2. Bio-mechanically less risky: Consider that your feet are connected to the pedals, which are bolted to straight cranks and attached to round chainrings. These send power through a fixed frame that you sit on to move a round wheel. And this is the exact same every time you swing a leg over the bike. There is very little that can go wrong in this system. Assuming that you've had a bike fit and avoid objects in your line of travel (ie, you don't crash), your risk of injury on the bike is much less than on the run.

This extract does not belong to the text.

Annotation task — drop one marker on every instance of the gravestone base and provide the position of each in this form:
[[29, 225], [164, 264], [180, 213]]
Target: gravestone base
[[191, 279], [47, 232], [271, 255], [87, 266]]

From this standpoint, bike training is less risky than the run from an injury, overuse or overtraining point of view. Because of this, it warrants an approach that's different from training for the run.
Get Faster Now
Even as a beginner cyclist, you shouldn't wait to become a faster cyclist. Getting faster is a 4-step process:
* Place butt on bicycle.
* Go that way really fast.
Wait for the "It's On Day"
Please review our concept of the "It's On Day (IOD)," discussed in the first chapter of this ebook. Every Endurance Nation athlete, even our first-timers, train according to this Get Fast process until their IOD. This is when they begin to shift gears and build Ironman endurance to go along with the speed training.
Sound crazy or different from your training partners 4 to 6 hour Zone 1 bike rides month after month? In our experience working with over 1000 Ironman finishers per year since 2010, those athletes are getting very good at riding slowly for hours and hours. No amount of riding 17 mph will turn itself into a 19 mph bike split on race day.